Describing binary bitload fields¶
Each bitload is a sequence of simple python values (numbers, bytestrings, booleans) in binary format. The slots in which each of the values fit are caled ‘fields’. Each field is associated with a name, data type, and, in most cases, length of the field in bits.
Let’s take a look at a simple example:
>>> message_format = (
... ('id', 'hex', 128),
... ('count', 'int', 4)
... )
This example defines two fields, ‘id’, and ‘count’. The ‘id’ field is a hex field and it’s 128 bits long. The other field is 4 bits long and its data type is an integer.
The following data types are supported:
- ‘str’: string
- ‘bytes’: raw bytestring
- ‘int’: unsigned integer number
- ‘hex’: hexadecimal representation of a number in string format
- ‘bool’: boolean value
- ‘pad’: padding bits
Here are some more examples:
>>> another_message = (
... ('done', 'bool'),
... (None, 'pad', 2)
... ('note', 'str', 256),
... )
Note
The ‘bool’ data type does not need a length, since it is always 1 bit.
Note
The name of a field with ‘pad’ data type is ignored. By convention, we use
None
so it stands out, but you can use names like '*** PADDING ***'
for a more dramatic effect.
The order in which the fields are added to bitloads is the order in which they appear in the tuple/iterable.
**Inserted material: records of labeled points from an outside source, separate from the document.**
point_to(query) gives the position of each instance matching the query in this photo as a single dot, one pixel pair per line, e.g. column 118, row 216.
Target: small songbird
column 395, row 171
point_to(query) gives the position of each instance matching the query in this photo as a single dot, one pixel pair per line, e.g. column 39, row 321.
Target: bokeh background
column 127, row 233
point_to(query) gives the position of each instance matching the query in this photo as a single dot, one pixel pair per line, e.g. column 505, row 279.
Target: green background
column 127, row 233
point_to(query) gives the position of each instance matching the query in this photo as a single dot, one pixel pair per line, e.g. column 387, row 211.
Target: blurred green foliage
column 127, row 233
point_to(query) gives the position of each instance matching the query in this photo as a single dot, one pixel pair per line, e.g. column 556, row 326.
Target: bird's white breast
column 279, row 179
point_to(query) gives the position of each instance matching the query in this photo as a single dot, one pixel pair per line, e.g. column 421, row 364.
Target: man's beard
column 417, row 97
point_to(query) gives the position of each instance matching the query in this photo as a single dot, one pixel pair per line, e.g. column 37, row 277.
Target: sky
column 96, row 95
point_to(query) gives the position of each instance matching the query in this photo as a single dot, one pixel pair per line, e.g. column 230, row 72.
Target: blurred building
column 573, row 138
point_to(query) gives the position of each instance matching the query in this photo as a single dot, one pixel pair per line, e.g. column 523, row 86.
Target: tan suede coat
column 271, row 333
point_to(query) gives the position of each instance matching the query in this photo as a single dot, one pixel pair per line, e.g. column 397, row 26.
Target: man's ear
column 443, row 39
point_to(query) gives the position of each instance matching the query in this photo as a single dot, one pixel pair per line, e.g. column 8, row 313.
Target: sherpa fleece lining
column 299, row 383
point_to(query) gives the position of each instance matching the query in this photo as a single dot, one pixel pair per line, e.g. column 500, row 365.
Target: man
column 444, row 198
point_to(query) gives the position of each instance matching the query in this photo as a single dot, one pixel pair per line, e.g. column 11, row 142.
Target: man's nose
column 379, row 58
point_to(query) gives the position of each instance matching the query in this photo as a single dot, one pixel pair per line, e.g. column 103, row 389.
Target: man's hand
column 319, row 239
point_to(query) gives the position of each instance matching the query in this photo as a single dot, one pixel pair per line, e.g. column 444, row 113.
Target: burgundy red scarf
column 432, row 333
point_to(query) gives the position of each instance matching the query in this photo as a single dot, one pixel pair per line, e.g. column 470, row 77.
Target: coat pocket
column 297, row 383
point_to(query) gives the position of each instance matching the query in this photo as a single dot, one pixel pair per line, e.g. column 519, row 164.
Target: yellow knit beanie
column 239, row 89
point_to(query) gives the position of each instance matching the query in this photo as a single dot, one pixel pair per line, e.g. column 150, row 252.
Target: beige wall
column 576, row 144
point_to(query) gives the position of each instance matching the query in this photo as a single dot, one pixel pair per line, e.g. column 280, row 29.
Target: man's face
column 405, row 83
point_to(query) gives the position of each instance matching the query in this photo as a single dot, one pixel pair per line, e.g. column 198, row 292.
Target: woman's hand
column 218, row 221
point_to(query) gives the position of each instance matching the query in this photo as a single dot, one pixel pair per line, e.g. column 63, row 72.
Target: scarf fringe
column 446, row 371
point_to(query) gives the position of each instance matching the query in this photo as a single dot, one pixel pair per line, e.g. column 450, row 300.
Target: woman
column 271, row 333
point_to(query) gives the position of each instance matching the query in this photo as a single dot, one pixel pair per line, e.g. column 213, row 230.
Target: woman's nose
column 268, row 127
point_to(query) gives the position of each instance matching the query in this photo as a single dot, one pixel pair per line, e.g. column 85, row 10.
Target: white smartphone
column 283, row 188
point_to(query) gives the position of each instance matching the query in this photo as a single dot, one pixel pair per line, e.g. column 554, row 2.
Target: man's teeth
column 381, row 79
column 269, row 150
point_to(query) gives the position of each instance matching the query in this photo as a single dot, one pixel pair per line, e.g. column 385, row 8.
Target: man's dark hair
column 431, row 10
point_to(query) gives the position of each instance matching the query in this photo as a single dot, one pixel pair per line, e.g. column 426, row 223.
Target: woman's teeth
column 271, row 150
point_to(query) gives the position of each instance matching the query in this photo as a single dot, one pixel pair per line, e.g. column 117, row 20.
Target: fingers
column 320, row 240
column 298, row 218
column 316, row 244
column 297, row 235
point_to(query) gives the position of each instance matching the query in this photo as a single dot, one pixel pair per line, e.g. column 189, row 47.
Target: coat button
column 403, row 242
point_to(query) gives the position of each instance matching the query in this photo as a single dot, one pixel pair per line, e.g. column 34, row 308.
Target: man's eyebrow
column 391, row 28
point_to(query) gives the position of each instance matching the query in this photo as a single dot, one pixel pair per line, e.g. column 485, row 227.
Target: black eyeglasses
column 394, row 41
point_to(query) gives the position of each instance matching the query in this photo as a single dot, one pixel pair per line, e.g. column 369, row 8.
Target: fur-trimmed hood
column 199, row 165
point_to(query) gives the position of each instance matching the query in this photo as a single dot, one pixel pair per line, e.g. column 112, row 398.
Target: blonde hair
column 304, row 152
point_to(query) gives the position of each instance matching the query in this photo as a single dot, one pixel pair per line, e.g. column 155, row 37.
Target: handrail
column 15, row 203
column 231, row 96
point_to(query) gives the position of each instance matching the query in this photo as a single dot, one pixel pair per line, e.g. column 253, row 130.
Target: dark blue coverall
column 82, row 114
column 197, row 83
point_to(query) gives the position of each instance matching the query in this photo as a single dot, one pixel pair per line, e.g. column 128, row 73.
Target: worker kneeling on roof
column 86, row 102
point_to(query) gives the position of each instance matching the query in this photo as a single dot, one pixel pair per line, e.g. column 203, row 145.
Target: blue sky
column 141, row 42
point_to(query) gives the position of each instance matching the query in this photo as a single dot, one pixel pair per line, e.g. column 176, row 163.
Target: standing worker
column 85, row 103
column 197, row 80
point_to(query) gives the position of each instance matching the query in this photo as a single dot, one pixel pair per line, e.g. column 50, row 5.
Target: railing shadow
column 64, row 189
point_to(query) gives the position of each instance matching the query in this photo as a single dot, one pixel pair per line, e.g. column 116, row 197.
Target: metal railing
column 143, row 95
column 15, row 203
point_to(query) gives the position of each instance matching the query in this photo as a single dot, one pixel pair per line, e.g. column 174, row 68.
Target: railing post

It is important to understand the limits of your data. There are no checks to make sure the source data will fit the bitload field, so you may get unexpected results if you are no careful (e.g., inserting a 10-bit integer into a 4-bit field will yield the wrong value after deserialization).
About the built-in types¶
The built-in types have conversion functions in the utils
module. The functions use names that follow the '{type}_to_bita'
and
'bita_to_{type}'
‘ format. The following table gives an overview of possible
input (serializable) and output (deserialized) values:
type | inputs | outputs |
---|---|---|
str | bytes , str /unicode |
str /unicode |
bytes | bytes |
bytes |
int | int (unsigned long long) |
int (unsigned long long) |
hex | bytes , str /unicode
(hex number as a string) |
bytes
(hex number as a string) |
bool | any value
(coerced using bool() ) |
bool |
pad | n/a | n/a |
Note
All unicode strings are stored as UTF-8.
Dealing with other types of data¶
In order to deal with values that aren’t directly supported by one of the standard types, there are two possible strategies we can employ.
One strategy is to adapt the python values. For example,
datetime
objects can be represented as unsigned integers.
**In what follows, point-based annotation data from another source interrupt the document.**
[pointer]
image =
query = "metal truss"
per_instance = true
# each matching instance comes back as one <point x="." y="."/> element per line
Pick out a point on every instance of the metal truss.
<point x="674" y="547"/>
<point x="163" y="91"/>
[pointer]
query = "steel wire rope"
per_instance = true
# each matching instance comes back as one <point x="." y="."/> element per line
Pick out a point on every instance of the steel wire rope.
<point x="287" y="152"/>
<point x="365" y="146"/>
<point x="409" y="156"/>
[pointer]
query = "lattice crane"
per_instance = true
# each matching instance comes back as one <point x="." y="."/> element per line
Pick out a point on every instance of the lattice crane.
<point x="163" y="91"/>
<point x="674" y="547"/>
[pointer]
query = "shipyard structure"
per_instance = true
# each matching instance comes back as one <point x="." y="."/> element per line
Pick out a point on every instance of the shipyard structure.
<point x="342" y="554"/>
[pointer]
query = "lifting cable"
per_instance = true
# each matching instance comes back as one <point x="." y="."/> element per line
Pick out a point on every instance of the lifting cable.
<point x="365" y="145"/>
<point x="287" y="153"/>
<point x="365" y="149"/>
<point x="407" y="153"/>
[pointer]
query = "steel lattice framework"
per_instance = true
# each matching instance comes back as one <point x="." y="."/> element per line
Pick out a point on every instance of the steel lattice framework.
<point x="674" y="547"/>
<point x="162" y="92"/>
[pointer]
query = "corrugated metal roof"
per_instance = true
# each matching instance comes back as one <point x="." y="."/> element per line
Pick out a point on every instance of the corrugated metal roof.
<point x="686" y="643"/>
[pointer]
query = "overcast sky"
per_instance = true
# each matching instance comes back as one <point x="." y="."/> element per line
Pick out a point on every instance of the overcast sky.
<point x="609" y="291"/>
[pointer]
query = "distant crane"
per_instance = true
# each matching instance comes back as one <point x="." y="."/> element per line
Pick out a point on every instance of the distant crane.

Floats can also be represented as a product of an integer and negative power of
10, and we can therefore store only the integer and restore the float by
multiplying with the same negative power of 10 after deserializing it. Signed
integers can be represented by scaling them such as 0 represents the smallest
negative value.
Another strategy is to use a custom type. This data type allows one to add completely new types with relative ease. The tuple for this data type looks like this:
>>> ('myfield', 'user', 24, serializer, deserializer)
Note
The use of 'user'
type name is just an example. Any type that is not
one of the types listed in this section can be used (i.e., any type other
than ‘str’, ‘bytes’, ‘int’, ‘hex’, ‘bool’, and ‘pad’).
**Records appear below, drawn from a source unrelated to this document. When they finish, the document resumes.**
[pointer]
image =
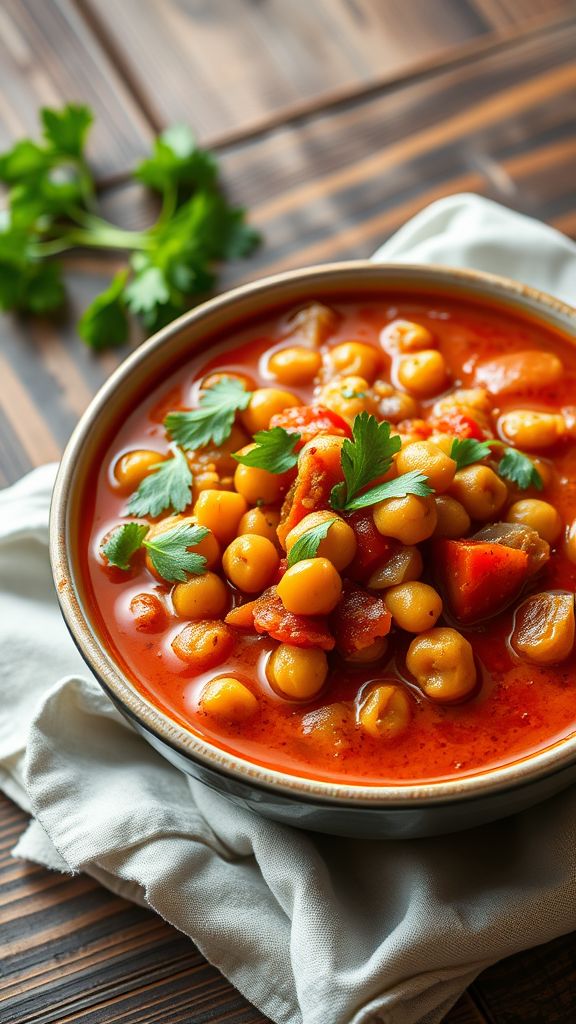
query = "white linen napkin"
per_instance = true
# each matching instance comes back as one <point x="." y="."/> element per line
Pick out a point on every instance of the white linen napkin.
<point x="314" y="930"/>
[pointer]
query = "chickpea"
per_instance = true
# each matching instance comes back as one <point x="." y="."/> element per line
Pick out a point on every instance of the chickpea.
<point x="262" y="521"/>
<point x="251" y="562"/>
<point x="220" y="511"/>
<point x="474" y="399"/>
<point x="409" y="519"/>
<point x="540" y="515"/>
<point x="385" y="713"/>
<point x="395" y="406"/>
<point x="204" y="644"/>
<point x="453" y="520"/>
<point x="481" y="492"/>
<point x="131" y="468"/>
<point x="414" y="606"/>
<point x="355" y="357"/>
<point x="570" y="543"/>
<point x="264" y="403"/>
<point x="201" y="597"/>
<point x="423" y="374"/>
<point x="297" y="673"/>
<point x="295" y="365"/>
<point x="228" y="697"/>
<point x="531" y="430"/>
<point x="215" y="378"/>
<point x="429" y="460"/>
<point x="403" y="566"/>
<point x="544" y="628"/>
<point x="339" y="544"/>
<point x="347" y="396"/>
<point x="373" y="652"/>
<point x="405" y="336"/>
<point x="149" y="612"/>
<point x="330" y="728"/>
<point x="442" y="663"/>
<point x="311" y="588"/>
<point x="257" y="484"/>
<point x="208" y="547"/>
Two additional elements are the serializer
and deserializer
functions.
The serializer
function takes a python value, and is expected to return a
bitarray
instance. The length of the output is not
important as it will be adjusted to the correct length during serialization by
padding with 0 or trimming off surplus bits. Keep in mind, though, that surplus
bits are going to be trimmed off, which may not be what you want.
The deserializer
function takes a bitarray
instance,
and is expected to return a python value. There are no restrictions on the
return value.
Note
The bitarray documentation can be found on GitHub.